= John Nihmey =

Canadian author

John Nihmey (September 22, 1951 - December 20, 2013) was an author and founding partner of the communications firm NIVA Inc. He authored a widely syndicated travel feature in the late 1970s, co-authored a book about the Dionne Quintuplets, and authored a book about the death of an Aboriginal woman. Nihmey is listed in Who's Who in Canada. He had two children.

==Early life==
Nihmey was born in Ottawa and grew up working in his family's diner. His father, Philip Nihmey, died when he was nine, requiring that he and his four brothers help his mother (Lily Monsour: 1914–2003) in the family business.

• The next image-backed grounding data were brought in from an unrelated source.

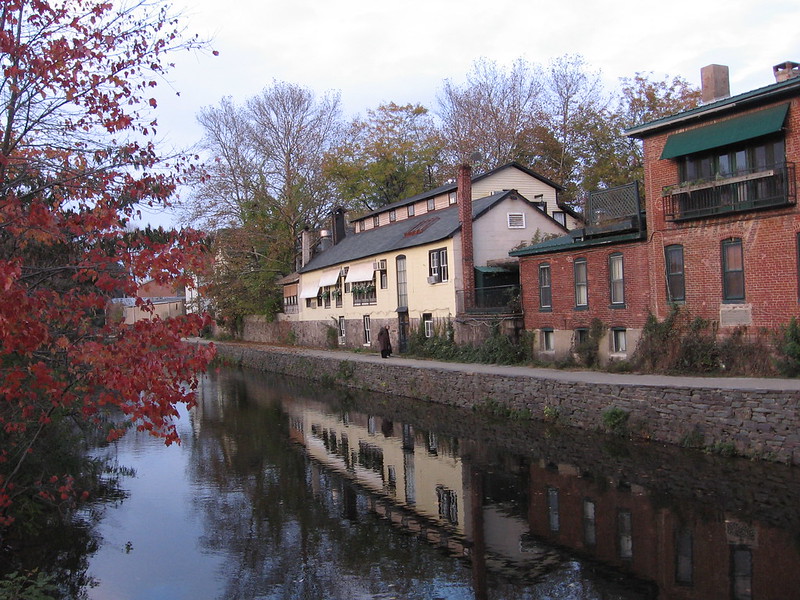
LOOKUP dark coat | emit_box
[377,326,392,353]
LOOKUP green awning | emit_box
[475,265,511,273]
[660,103,789,159]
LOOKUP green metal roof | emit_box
[660,103,789,159]
[626,75,800,139]
[475,265,511,273]
[509,231,645,257]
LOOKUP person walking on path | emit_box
[377,325,392,358]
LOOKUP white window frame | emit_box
[574,258,588,308]
[609,253,624,306]
[541,329,554,352]
[612,328,627,353]
[429,248,448,283]
[423,313,433,338]
[507,212,526,229]
[363,315,371,345]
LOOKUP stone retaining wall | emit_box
[212,342,800,465]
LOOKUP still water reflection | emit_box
[87,367,800,600]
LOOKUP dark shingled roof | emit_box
[300,190,513,273]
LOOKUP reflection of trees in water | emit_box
[187,369,658,600]
[188,370,483,599]
[0,424,131,599]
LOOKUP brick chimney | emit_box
[701,64,730,103]
[331,206,346,245]
[774,61,800,83]
[458,163,475,311]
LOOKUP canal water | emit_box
[82,367,800,600]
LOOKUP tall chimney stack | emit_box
[701,64,730,103]
[331,206,346,245]
[457,164,475,312]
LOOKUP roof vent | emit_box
[774,61,800,83]
[700,64,730,103]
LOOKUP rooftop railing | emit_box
[456,284,521,315]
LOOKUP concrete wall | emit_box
[209,341,800,466]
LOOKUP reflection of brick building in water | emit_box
[284,388,800,598]
[527,461,800,599]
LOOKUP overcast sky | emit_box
[143,0,800,225]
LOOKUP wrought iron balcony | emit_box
[456,285,521,315]
[662,162,796,221]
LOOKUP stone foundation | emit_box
[209,341,800,466]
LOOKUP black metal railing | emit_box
[456,285,521,314]
[663,162,796,221]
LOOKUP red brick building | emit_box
[513,62,800,364]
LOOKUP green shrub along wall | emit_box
[208,341,800,466]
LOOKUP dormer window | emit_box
[427,198,435,212]
[373,215,379,228]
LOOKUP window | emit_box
[574,328,589,348]
[612,328,627,353]
[609,253,624,306]
[507,212,525,228]
[669,135,788,220]
[380,270,388,289]
[665,245,686,302]
[547,487,560,532]
[448,191,457,205]
[539,264,552,310]
[553,211,566,227]
[436,485,458,525]
[428,248,448,283]
[675,527,693,585]
[427,198,435,211]
[731,547,752,600]
[352,278,377,306]
[583,499,597,546]
[574,258,588,308]
[618,510,633,559]
[358,220,365,232]
[396,255,407,307]
[407,204,415,217]
[389,209,396,222]
[422,313,433,338]
[338,316,345,339]
[541,329,554,352]
[363,315,371,345]
[678,138,785,184]
[722,238,745,302]
[373,215,380,228]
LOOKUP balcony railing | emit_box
[662,162,796,221]
[456,285,521,314]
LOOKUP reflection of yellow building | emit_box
[285,396,466,533]
[281,394,566,582]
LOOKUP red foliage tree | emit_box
[0,0,215,527]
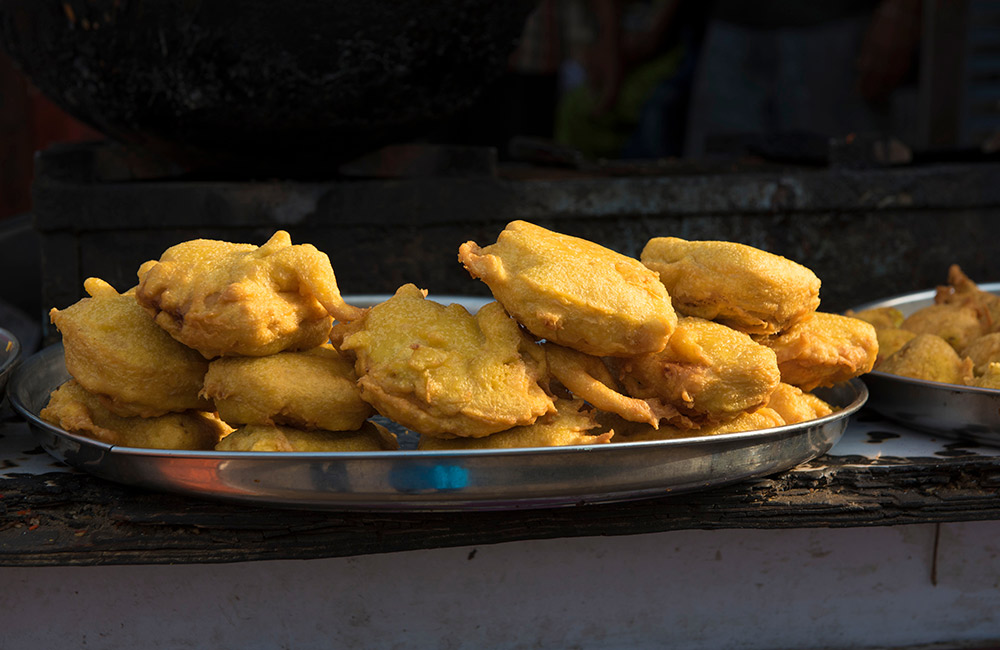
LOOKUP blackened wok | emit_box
[0,0,538,174]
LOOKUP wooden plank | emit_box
[1,453,998,567]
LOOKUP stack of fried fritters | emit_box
[42,222,878,451]
[852,265,1000,388]
[43,231,391,452]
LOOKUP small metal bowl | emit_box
[0,326,22,401]
[851,282,1000,445]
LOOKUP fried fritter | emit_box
[874,327,917,366]
[762,312,878,391]
[935,264,1000,330]
[604,406,786,442]
[135,230,363,358]
[41,380,230,449]
[49,277,211,418]
[545,342,679,428]
[766,382,834,425]
[417,399,612,449]
[877,333,974,384]
[640,237,820,335]
[847,306,904,330]
[901,303,986,352]
[962,332,1000,377]
[458,220,676,356]
[339,284,555,438]
[201,343,372,431]
[967,362,1000,389]
[615,316,782,427]
[215,421,397,452]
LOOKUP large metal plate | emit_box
[852,282,1000,444]
[6,295,866,511]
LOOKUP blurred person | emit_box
[683,0,921,157]
[440,0,589,156]
[555,0,709,159]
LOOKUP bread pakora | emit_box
[215,421,397,452]
[877,333,974,384]
[417,399,612,449]
[640,237,820,335]
[458,220,677,357]
[49,277,211,418]
[41,380,230,449]
[961,332,1000,376]
[339,284,555,438]
[901,303,986,352]
[201,344,372,431]
[615,316,782,426]
[935,264,1000,330]
[135,230,363,358]
[761,312,878,391]
[604,406,786,442]
[874,327,917,365]
[767,383,834,425]
[967,362,1000,389]
[847,306,905,330]
[545,342,679,428]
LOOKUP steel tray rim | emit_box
[8,287,869,511]
[8,343,866,511]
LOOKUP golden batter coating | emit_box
[766,383,834,425]
[935,264,1000,330]
[417,399,612,449]
[215,421,398,452]
[201,344,372,431]
[544,342,680,428]
[901,303,986,352]
[961,332,1000,377]
[874,327,917,366]
[847,306,904,330]
[878,333,974,384]
[762,312,878,392]
[616,316,782,427]
[640,236,820,335]
[135,230,363,358]
[339,284,555,438]
[458,220,677,357]
[41,380,230,449]
[604,407,786,442]
[49,277,211,418]
[967,362,1000,389]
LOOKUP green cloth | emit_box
[555,45,683,159]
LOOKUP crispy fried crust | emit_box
[616,316,781,426]
[544,342,679,428]
[215,421,398,452]
[49,277,212,418]
[459,220,676,356]
[340,284,554,438]
[877,333,973,384]
[417,399,612,449]
[201,344,372,431]
[41,380,230,449]
[641,237,820,335]
[135,230,362,358]
[762,312,877,391]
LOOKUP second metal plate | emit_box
[852,282,1000,445]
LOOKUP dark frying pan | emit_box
[0,0,538,174]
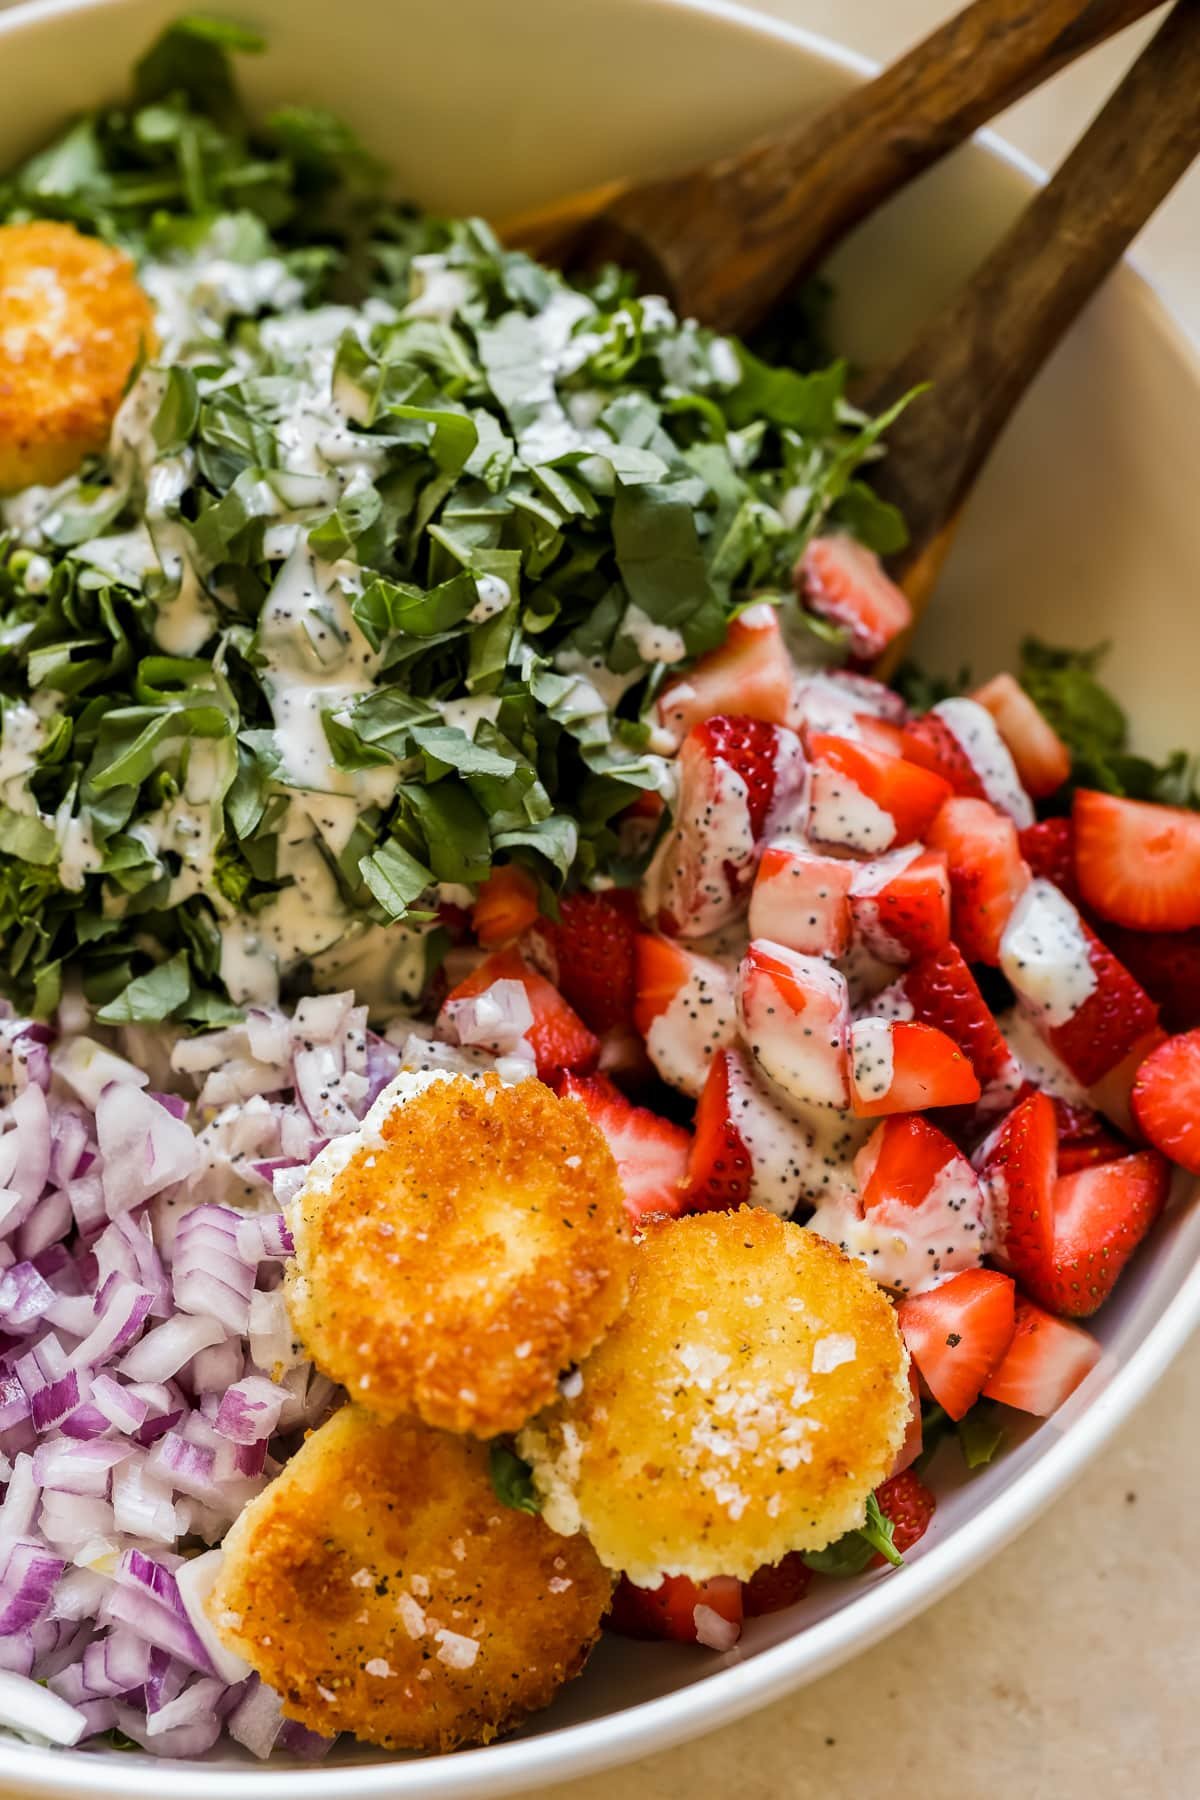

Nihmey graduated from Carleton University with a Bachelor of Arts, Honours in English in 1976. His first writing assignments were covering outdoor festival events in Ottawa for the Ottawa Journal.

==Hotels of the World==
In 1976, Nihmey wrote a feature article about the Beverly Hills Hotel in Beverly Hills, California for the Ottawa Citizen. The feature caught the attention of a Toronto Star Syndicate editor, who suggested that Nihmey independently syndicate the story and a monthly series on great hotels to newspapers across Canada. Within a year John Nihmey's Hotels of the World was syndicated in 15 Canadian newspapers and later in the Northeastern United States.

Over the next three years, Nihmey visited more than 40 countries, writing about Hôtel Ritz Paris, The Peninsula Hong Kong, The Pierre in New York, the Negresco in Nice, France and La Mamounia in Marrakesh. He appeared as a regular on CTV's Canada AM and was a guest on other television and radio shows. Nihmey's special features also appeared in The Globe and Mail, the Book of Lists, and Travel + Leisure. He discontinued the series in 1980.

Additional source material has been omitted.